Pour ma part, cinq titres phares se détachent de l'ensemble de cet opus. Tout d'abord, les deux titres de rock progressif : "
Silence" et "Meet Me In The
Red Sky" Le premier, pourtant sobre dans son interprétation capte l'attention notamment grâce aux fines variations vocales et au doux vibrato bien amené par la soprano. L'introduction au piano invite à suivre cette voix qui, au fil du morceau, évolue et appelle de ses vœux un violon, venant répondre en écho à ce clavier d'ouverture. Ce n'est qu'aux trois-quarts du morceau qu'une rythmique satinée se met en place, avant la chute finale. Là, la symbiose opère avec efficacité et on accroche vraiment! Même remarque pour le second titre où l'introduction se fait ici également au piano, à la façon d'un Mike Scott (songwriter du groupe The Waterboys) au sommet de son art. La progressivité du morceau est assurée par une orchestration "s'élevant" au fur et à mesure sur fond de chant feutré et bien nuancé. La structure instrumentale est solide et joue sur les contrastes, oscillant entre passages puissants et cassures de rythme, tout en assurant une progressivité à l'ensemble. Exercice ici aussi très réussi.
Dans un même mouvement, toutefois sur un registre plus pop que rock, on relève encore :"Wait For
Rain". Ce titre typiquement pop est soft, agréable tout le long, servi par une mélodie riche en harmonies.
Pas de surprises cette fois, mais un travail vocal des plus remarquables. La voix de Liv se fait cristalline, voire angélique, se fondant à merveille dans le superbe paysage instrumental, lui-même ayant contribué à la mettre en valeur.
Enfin, deux titres plus doux encore complètent la série des réussites de cet opus. Il s'agit de : "Love Crime" et surtout "The Man With a Child In His
Eyes". Le premier rappelle "
Silence", avec son ouverture au piano et l'effet d'écho avec le violon à mi-titre. Il s'en démarque tout de même par une ambiance encore plus tamisée, une mélodie non moins catchy, à l'image d'une composition fort subtile ayant privilégié une extrême finesse des harmonies. Les arrangements y sont résolument soignés. Autant dire que l'émotion est touchée en finalité. Le plaisir auditif est non moins au rendez-vous avec le second titre. Il ne s'agit pas là d'un vulgaire plagiat du morceau emprunté à Kate
Bush, mais d'une performance vocale magistrale. Sur fond de quelques notes de piano bien distillées, on peut observer à la fois les grandes modulations, les délicates vibes ainsi que le grain de voix bien identifiable de l'interprète. Ce titre sonne alors comme un très bel hommage à son auteure, sublimé de dorures vocales propres à son interprète, et ce, de bout en bout.
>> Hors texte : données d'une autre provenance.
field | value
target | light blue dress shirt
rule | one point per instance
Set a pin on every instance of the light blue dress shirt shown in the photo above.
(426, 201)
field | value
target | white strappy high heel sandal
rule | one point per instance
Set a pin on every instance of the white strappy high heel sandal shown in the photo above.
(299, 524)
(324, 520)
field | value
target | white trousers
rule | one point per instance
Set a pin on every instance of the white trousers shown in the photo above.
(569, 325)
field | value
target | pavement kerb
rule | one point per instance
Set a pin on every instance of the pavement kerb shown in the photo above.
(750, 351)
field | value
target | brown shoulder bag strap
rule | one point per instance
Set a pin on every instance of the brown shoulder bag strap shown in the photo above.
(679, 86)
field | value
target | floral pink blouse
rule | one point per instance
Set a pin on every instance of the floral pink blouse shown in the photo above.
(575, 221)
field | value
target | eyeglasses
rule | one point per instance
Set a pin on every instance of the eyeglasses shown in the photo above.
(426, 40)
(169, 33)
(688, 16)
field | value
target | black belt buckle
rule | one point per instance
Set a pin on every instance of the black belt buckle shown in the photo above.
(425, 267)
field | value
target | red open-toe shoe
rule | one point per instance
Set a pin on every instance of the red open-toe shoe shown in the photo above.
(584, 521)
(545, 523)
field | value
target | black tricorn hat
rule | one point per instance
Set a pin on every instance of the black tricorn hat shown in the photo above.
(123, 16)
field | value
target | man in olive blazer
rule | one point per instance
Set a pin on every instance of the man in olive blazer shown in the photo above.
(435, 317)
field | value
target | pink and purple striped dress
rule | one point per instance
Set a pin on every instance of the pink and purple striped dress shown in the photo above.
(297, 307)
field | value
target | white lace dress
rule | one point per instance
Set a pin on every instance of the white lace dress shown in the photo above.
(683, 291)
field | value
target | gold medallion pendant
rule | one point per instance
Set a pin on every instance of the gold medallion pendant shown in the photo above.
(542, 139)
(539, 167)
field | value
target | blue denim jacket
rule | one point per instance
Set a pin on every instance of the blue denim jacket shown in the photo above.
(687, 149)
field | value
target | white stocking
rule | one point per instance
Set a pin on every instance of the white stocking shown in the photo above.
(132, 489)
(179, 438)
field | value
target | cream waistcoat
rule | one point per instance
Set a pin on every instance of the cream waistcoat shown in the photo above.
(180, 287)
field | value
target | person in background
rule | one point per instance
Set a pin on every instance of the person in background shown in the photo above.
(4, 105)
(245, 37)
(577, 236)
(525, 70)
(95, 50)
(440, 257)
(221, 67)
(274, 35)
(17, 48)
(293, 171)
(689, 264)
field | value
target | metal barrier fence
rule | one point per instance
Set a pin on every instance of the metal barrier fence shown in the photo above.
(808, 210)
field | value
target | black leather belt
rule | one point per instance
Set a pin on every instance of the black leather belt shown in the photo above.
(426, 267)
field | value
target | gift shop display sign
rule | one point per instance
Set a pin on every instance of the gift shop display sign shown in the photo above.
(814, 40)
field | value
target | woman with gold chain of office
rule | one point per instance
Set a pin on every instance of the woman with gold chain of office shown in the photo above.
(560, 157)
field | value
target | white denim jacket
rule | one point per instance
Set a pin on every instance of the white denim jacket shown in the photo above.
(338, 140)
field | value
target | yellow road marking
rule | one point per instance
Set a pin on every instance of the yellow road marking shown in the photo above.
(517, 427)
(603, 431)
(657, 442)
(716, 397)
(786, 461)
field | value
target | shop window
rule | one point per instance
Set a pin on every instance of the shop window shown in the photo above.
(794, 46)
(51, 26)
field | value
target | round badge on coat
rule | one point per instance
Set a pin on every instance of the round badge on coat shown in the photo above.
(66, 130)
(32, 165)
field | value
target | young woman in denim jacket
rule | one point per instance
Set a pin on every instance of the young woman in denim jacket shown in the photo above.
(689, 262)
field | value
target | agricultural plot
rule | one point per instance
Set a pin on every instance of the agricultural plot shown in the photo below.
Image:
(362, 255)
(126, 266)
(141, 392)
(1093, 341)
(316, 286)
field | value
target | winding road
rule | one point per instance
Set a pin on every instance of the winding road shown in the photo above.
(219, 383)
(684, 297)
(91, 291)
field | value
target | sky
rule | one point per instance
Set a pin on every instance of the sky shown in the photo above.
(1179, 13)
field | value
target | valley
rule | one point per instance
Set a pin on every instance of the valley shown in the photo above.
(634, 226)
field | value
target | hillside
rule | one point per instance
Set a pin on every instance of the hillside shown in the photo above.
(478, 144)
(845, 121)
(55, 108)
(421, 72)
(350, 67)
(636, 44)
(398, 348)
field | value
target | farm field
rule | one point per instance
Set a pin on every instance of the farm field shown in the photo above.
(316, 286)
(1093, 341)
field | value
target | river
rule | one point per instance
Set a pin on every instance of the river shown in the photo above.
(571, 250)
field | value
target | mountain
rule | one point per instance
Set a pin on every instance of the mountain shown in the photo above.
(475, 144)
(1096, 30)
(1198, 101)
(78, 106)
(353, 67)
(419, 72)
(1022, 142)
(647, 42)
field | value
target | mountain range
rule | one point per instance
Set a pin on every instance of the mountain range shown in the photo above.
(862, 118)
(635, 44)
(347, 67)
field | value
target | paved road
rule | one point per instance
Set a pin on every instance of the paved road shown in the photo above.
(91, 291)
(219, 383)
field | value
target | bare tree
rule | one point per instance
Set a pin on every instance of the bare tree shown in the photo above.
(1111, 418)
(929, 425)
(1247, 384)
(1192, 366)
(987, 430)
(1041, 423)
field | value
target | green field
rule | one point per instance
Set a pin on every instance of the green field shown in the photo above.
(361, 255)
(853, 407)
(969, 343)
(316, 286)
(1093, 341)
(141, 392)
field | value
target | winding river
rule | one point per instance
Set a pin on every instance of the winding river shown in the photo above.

Emotions garanties sur cette prestation!
Une seconde série de trois titres convainc encore, surtout de par l'atmosphère enjouée qu'ils contiennent. Pour ma part, ils sont un poil en-dessous du niveau de composition des cinq titres ci-dessus. Dans un registre pop-rock, on y trouve "Solve Me" et "
Paris Paris". Le premier titre à la rythmique bien assise et aux refrains plutôt bien travaillés. L'ambiance reste colorée mais s'avère moins nuancée qu'un "Wait For
Rain", à la fois plus aérien et harmonieux. C'est pourquoi, ce titre au demeurant relativement mélodieux, reste agréable sans pour autant être extasiant. Il en va de même pour "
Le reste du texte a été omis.